Hauptsache Steinpackung

Die Schüttungen am Ufer sind beim Wobblerangeln an vielen Gewässern die Wegweiser zum Zander. Man kennt diese Uferbefestigungen insbesondere von den Buhnen der Gezeitenflüsse oder von Hafenbecken. Aber auch Kanäle können über Steinpackungen verfügen. Ein klassisches Beispiel dafür ist der Nord-Ostsee-Kanal in Schleswig-Holstein. Er war in letzter Zeit häufiger mein Ziel, um an diesem Gewässertyp zu erkunden, was an den Buhnen der Elbe hinlänglich bekannt ist.

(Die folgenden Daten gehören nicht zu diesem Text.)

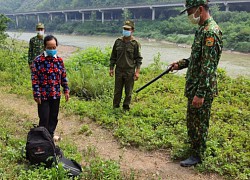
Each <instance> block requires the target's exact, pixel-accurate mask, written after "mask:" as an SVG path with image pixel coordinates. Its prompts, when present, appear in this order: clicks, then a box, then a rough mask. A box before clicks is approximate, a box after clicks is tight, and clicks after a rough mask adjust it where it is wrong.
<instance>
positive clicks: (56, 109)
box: [38, 99, 60, 137]
mask: <svg viewBox="0 0 250 180" xmlns="http://www.w3.org/2000/svg"><path fill="white" fill-rule="evenodd" d="M59 106H60V99H50V100H42V102H41V104H38V116H39V119H40V120H39V126H44V127H45V128H46V129H48V131H49V133H50V134H51V136H52V137H53V136H54V132H55V129H56V126H57V123H58V118H57V117H58V113H59Z"/></svg>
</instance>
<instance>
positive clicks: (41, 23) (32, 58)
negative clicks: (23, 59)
mask: <svg viewBox="0 0 250 180" xmlns="http://www.w3.org/2000/svg"><path fill="white" fill-rule="evenodd" d="M36 29H37V30H38V29H44V25H43V24H42V23H38V24H37V25H36ZM43 51H44V44H43V36H40V35H39V34H38V35H37V36H35V37H32V38H31V39H30V42H29V52H28V63H29V65H31V64H32V62H33V60H34V59H35V58H36V57H37V56H38V55H40V54H41V53H42V52H43Z"/></svg>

Gewisse Unterschiede sind gleich offensichtlich. An der Tideelbe funktioniert das Zanderwobbeln blendend. Dabei sind die Tages- beziehungsweise Nachtzeiten oft weniger relevant. Die Fische orientieren sich eher an den Gezeiten. Besonders effektiv fischen wir, wenn wir bei ablaufendem Wasser bis zum Tiefststand angeln. Sollte das Niedrigwasser zufällig genau auf den Sonnenuntergang fallen, müssen wir auf jeden Fall am Wasser sein. Dann geht richtig die Post ab!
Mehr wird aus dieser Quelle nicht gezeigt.